The previous treatment for sleeping sickness was actually arsenic-based and killed one in 20 patients. Luckily, a new, less toxic treatment known as NECT (Nifurtimox-Eflornithine Combination Therapy), championed by MSF and the Drugs for Neglected Diseases initiative (DNDi), is now available. However, treatment still takes between seven and ten days, requires hospitalization, and can have some complicated side effects.

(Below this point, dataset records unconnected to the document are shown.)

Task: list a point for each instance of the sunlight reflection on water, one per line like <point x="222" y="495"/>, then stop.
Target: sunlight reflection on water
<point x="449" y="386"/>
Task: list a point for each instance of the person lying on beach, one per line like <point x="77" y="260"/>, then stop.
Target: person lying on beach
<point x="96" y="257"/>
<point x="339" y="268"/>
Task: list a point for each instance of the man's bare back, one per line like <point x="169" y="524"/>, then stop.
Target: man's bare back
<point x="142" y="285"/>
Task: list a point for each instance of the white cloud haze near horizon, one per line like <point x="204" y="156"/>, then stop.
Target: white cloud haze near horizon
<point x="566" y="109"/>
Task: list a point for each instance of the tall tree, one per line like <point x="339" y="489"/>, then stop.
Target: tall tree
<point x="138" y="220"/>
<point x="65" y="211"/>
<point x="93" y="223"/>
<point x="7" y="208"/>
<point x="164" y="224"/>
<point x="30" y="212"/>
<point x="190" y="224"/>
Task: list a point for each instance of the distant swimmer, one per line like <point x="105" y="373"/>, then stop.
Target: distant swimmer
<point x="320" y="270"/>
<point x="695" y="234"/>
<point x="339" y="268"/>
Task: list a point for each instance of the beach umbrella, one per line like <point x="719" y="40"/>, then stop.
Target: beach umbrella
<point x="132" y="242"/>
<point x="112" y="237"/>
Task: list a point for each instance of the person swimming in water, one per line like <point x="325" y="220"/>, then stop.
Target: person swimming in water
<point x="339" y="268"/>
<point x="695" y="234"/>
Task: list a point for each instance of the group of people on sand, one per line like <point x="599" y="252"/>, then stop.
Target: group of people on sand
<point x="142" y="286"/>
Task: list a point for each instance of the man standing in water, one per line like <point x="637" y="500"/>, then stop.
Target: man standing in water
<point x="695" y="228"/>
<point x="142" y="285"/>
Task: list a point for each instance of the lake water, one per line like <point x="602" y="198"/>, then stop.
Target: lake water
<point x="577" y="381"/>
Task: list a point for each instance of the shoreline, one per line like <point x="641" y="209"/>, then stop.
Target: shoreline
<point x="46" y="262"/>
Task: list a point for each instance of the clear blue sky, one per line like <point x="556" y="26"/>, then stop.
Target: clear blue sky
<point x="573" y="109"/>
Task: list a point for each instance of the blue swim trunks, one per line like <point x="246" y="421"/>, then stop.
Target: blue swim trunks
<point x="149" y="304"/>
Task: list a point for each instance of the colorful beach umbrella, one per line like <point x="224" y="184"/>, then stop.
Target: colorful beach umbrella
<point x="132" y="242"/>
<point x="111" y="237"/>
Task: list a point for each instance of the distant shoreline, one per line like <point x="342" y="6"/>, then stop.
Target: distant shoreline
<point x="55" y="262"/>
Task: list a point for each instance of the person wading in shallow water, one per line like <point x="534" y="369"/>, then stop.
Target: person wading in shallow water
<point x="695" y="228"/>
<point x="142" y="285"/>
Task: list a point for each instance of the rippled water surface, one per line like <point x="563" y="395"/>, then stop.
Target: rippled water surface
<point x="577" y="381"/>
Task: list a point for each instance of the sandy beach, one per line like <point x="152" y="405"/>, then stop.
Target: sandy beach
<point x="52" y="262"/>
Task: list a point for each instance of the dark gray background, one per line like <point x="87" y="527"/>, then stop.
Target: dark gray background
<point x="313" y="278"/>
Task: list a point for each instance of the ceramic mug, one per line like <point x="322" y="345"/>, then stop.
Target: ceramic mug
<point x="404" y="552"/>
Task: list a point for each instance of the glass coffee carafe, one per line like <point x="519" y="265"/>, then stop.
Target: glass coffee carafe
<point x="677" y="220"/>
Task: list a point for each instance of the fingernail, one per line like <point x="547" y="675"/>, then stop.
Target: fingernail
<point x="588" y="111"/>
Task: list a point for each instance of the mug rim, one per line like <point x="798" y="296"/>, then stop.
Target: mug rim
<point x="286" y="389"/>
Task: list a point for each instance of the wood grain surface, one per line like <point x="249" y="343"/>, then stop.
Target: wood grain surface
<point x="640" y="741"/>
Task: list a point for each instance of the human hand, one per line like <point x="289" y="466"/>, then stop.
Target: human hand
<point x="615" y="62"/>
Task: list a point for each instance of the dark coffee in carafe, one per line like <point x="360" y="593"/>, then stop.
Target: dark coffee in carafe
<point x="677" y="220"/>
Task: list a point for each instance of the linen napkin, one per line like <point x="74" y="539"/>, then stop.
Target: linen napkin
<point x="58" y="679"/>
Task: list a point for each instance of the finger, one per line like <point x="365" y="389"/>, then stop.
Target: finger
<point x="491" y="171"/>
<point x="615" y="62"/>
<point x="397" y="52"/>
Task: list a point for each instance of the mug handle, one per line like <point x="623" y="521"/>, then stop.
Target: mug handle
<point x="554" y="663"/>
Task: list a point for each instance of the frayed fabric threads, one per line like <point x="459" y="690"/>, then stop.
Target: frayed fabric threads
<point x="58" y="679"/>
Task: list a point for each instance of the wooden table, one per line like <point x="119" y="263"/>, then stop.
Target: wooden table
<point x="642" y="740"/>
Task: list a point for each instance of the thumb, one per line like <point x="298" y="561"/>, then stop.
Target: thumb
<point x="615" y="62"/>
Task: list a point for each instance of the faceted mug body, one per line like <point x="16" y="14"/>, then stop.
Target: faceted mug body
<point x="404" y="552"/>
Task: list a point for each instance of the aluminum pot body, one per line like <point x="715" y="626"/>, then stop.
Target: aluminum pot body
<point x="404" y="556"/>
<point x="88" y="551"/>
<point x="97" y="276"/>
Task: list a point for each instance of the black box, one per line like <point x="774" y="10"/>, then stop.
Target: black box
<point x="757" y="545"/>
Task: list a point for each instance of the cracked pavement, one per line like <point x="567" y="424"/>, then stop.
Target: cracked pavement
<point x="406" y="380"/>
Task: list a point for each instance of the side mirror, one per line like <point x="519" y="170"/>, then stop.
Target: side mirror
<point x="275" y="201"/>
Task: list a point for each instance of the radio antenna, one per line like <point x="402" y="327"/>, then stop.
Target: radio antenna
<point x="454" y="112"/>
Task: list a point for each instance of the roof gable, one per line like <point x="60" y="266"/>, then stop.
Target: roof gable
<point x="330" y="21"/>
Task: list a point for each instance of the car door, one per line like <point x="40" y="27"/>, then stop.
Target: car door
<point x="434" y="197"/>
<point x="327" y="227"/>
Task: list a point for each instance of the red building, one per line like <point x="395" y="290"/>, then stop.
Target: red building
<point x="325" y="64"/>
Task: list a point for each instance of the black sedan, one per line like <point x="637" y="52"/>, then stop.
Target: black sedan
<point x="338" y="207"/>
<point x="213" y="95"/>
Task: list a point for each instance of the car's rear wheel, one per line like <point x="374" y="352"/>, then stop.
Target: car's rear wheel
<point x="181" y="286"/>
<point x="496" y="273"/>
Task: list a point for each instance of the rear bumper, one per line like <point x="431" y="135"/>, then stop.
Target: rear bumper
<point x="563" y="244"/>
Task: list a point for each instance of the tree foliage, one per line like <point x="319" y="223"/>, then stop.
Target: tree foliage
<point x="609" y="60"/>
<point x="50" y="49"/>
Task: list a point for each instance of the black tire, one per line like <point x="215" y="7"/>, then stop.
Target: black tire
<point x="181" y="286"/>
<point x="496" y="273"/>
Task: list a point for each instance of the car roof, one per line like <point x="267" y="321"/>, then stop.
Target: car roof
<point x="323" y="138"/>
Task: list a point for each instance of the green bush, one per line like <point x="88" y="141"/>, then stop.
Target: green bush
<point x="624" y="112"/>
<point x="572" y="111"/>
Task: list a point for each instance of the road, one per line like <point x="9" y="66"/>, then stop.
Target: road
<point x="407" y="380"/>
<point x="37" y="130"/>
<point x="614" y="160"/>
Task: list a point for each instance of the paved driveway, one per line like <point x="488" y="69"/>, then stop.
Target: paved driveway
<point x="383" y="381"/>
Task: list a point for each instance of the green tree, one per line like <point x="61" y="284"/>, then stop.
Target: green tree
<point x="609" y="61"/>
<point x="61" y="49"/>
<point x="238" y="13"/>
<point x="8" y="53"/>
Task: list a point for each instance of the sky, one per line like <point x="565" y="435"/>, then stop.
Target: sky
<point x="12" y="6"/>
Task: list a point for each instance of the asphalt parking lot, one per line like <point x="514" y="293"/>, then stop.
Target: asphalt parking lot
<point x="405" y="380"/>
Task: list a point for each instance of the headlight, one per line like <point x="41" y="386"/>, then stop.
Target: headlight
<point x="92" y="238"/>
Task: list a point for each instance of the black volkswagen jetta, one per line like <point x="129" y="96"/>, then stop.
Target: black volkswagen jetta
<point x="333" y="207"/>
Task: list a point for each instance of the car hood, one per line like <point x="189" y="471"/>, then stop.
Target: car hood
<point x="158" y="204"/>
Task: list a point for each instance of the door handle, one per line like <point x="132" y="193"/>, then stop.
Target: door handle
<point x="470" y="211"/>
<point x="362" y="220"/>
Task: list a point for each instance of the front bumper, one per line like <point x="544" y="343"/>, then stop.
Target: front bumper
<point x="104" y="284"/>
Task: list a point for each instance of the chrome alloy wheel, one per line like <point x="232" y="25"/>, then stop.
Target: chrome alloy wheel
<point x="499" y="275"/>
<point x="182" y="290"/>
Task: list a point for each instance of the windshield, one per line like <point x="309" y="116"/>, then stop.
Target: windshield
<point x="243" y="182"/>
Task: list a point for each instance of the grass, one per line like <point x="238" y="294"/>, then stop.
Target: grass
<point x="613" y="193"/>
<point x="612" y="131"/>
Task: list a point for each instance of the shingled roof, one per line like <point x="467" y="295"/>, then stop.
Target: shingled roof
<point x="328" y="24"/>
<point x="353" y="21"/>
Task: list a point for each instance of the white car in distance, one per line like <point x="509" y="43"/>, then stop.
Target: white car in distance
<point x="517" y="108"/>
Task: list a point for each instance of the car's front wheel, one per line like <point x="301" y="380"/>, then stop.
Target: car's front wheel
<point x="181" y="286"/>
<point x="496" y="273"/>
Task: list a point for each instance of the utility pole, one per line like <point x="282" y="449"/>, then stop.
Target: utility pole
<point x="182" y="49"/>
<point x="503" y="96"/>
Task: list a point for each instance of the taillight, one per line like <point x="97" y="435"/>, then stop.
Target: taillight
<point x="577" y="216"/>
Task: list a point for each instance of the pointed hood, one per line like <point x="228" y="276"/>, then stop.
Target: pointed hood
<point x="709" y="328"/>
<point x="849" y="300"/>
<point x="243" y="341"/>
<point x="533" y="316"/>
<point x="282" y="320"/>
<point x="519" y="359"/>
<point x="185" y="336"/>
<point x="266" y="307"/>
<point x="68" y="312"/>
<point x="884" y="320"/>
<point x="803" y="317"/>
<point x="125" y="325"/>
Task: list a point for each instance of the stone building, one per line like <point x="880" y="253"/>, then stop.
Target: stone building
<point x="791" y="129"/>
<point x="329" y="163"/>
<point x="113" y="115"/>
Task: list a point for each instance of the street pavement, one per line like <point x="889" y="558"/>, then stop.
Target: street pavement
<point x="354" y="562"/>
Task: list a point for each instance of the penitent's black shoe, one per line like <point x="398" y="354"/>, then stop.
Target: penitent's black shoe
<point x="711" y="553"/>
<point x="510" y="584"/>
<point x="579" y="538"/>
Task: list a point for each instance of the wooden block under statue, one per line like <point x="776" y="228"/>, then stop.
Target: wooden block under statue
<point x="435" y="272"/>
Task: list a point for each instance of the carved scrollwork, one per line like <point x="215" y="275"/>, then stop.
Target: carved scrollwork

One particular patient I treated here will stick in my mind forever. It was a woman who didn’t know her age, as is very common here. She had tested positive by the team in the field. When she arrived at the hospital I heard the story from the team about when they went to pick her up from her home. She had a little three-year-old boy, who, when his mother got in the car, started screaming. The team decided to bring the boy with them. At the hospital we performed the lumbar puncture on the mother who turned out to be stage two. We asked her if her son had been tested yet. He hadn’t, so with her permission we did the tests.

Amazingly, the child was also stage two. He was so lucky we tested him. I started treatment for them both, and from beginning to end, there were no side effects. The mother was the last patient we treated in the town of Mundri in Western Equatoria state. When she completed the treatment, we planned to take her back to her village and I went with her. It was a long way. After one hour of driving the driver stopped. He explained it was the end the road; this was as far as we could go by vehicle.

I asked the driver where the woman lived. He said deep in the bush, about three kilometers [nearly two miles] from here. I looked around and saw the area was full of long grass. I worried that the woman was going back to live in an environment where she is at risk of being bitten again by the tsetse fly. Women are often at higher risk because they spend a lot of time at the river washing clothes and in the bush collecting firewood—two areas prone to tsetse flies. I can only hope she is lucky. I looked at the mother and her child, said goodbye and good luck, and watched as they walked into the bush, knowing I would not know what happens to them.

While I’m treating patients, I also work with the local hospital staff as much as possible to prepare them to continue the services after we move to the next location, usually a month or so later. Before, people with suspected sleeping sickness might have had to go to another town far away, or even to Uganda for treatment. But now, with training of the staff, they will be able to access testing and treatment in the local hospitals.

I’m now reaching the end of ten months with the Mobile HAT Team and it has been a real challenge. Two countries, five different homes, more than 60,000 people screened, dozens successfully treated and back home living healthier lives. Now we’re finishing up in South Sudan and I’m looking forward to spending some time with my family before heading out on the next mission!

Over nine months in South Sudan, the Mobile HAT Team traveled more than 9,000 kilometers [nearly 5,600 miles] from village to village, screening more than 60,000 people across 141 different mobile screening sites. Thirty-eight confirmed cases were identified and treated, indicating the good news that the prevalence of HAT in these areas has reduced significantly. In addition to carrying out the active screening, the Mobile HAT Team also worked to improve the diagnostic and treatment capacity of existing services and re-establish passive screening facilities.